Think about those narrow streets, those teeming masses of wretched humanity slaving for a bowl of rice! Then open your eyes and look at these comic book panels, which depict nothing of the sort. You are not even trying here, comic.

Mandarin, pagoda, opium den, rice shops (??)... quick, what's something else they have in Hong Kong? Tong dens! Tong dens. Okay, we're good, that's all the exotic Oriental background we need for THIS story.

Here in China - you can tell because that sign says "China" in real Oriental lettering - you can visit the tunnels where dragon worshippers used to sacrifice victims to their dragon god. We're now at the point where our story switches from lazily half-assing its way through Chinese culture to simply making crap up and hoping the readers' parents never sprung for the "C" edition of the World Book Encyclopedia.

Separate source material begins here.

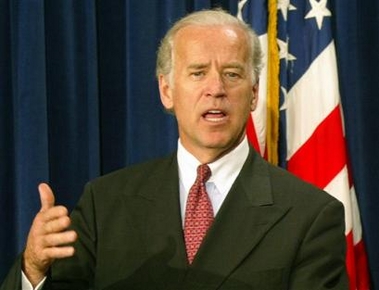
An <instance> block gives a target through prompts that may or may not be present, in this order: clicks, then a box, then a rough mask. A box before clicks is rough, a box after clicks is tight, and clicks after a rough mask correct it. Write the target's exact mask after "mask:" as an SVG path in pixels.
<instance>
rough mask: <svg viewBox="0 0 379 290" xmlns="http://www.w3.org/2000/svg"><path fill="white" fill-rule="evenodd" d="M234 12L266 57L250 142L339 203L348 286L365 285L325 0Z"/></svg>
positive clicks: (267, 154) (277, 4)
mask: <svg viewBox="0 0 379 290" xmlns="http://www.w3.org/2000/svg"><path fill="white" fill-rule="evenodd" d="M238 14H239V17H240V18H242V19H243V20H245V21H246V22H249V23H250V24H251V25H252V27H253V28H254V29H255V30H256V32H257V33H258V35H259V37H260V39H261V41H262V46H263V49H264V51H265V55H266V59H265V63H266V67H265V69H264V70H263V72H262V75H261V79H260V85H261V87H260V92H259V93H260V95H259V107H258V109H257V111H256V112H254V113H253V114H252V119H251V122H250V124H249V126H248V137H249V140H250V141H251V143H252V144H253V145H254V146H255V148H256V149H257V150H258V151H259V152H260V153H261V154H262V155H263V156H265V157H266V158H267V159H268V160H269V161H271V162H273V163H277V164H279V165H280V166H282V167H285V168H287V169H288V170H289V171H290V172H292V173H294V174H295V175H297V176H298V177H300V178H302V179H303V180H305V181H307V182H310V183H312V184H314V185H316V186H318V187H319V188H322V189H324V190H325V191H327V192H328V193H329V194H331V195H332V196H334V197H336V198H337V199H339V200H340V201H341V202H342V203H343V204H344V207H345V223H346V230H345V234H346V241H347V256H346V265H347V270H348V275H349V280H350V290H355V289H357V290H368V289H369V278H368V268H367V257H366V252H365V248H364V244H363V240H362V227H361V222H360V215H359V209H358V203H357V199H356V195H355V191H354V184H353V180H352V177H351V175H350V172H349V167H348V154H347V150H346V142H345V135H344V122H343V111H342V106H341V102H340V95H339V87H338V71H337V60H336V51H335V45H334V40H333V35H332V29H331V21H332V17H333V11H332V10H331V8H330V7H329V5H328V0H319V1H317V0H267V1H263V0H250V1H248V0H242V1H239V10H238ZM275 67H277V68H275ZM268 89H269V90H268ZM275 155H276V156H275Z"/></svg>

"Can you imagine? People believing in TUNNELS. These primitive Orientals will swallow anything!"

Isn't that just like Bill? He gets a girl alone in a dark tunnel used for horrific human sacrifice by dragon-worshipping Orientals, and all he can think about is kissing.

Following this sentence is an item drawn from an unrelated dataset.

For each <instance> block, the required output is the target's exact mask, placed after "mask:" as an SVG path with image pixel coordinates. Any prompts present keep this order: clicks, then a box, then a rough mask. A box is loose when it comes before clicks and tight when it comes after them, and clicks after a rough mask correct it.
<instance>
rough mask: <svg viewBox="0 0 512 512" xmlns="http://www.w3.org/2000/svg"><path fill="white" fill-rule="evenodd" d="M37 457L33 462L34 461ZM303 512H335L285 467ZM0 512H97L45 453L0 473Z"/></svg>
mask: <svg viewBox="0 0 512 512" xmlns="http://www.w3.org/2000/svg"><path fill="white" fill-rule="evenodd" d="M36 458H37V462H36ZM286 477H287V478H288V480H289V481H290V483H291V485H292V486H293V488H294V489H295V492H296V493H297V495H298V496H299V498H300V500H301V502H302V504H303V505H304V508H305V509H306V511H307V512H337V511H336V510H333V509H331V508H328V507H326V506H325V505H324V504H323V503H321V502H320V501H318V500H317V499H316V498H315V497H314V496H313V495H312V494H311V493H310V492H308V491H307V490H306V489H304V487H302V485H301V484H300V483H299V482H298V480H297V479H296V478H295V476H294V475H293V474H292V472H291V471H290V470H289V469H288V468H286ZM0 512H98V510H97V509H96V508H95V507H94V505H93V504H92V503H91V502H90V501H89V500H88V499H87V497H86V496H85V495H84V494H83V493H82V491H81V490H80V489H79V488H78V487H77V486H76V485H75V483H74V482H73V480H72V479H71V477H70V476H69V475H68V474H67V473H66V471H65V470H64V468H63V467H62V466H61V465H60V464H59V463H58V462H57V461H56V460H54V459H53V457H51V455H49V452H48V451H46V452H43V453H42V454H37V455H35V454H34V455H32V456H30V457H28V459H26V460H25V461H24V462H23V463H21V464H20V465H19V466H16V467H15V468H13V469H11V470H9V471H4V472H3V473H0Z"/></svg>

And now Bill has the girl right where he wants her, frightened of the horrifying dragon and holding onto him with all his might. Breaking his ribs. Steady, Lola, steady!

Oh my god Lola has turned into a dragon - some kind of a dragon drawn without the slightest attempt at approximating the appearance of any sort of Chinese dragon, because that would involve five or ten minutes of research - and is going to sacrifice Bill! To herself! Classic Lola.

Let's draw the curtain on that scene, and take a look at our next American victim getting into Hong Kong, immediately getting onto the American bus to take the American bus tour so as to have the least amount of contact with this strange foreign nation he decided to visit for some reason.

Sorry, I'm rooting for the dragons here. Go dragons!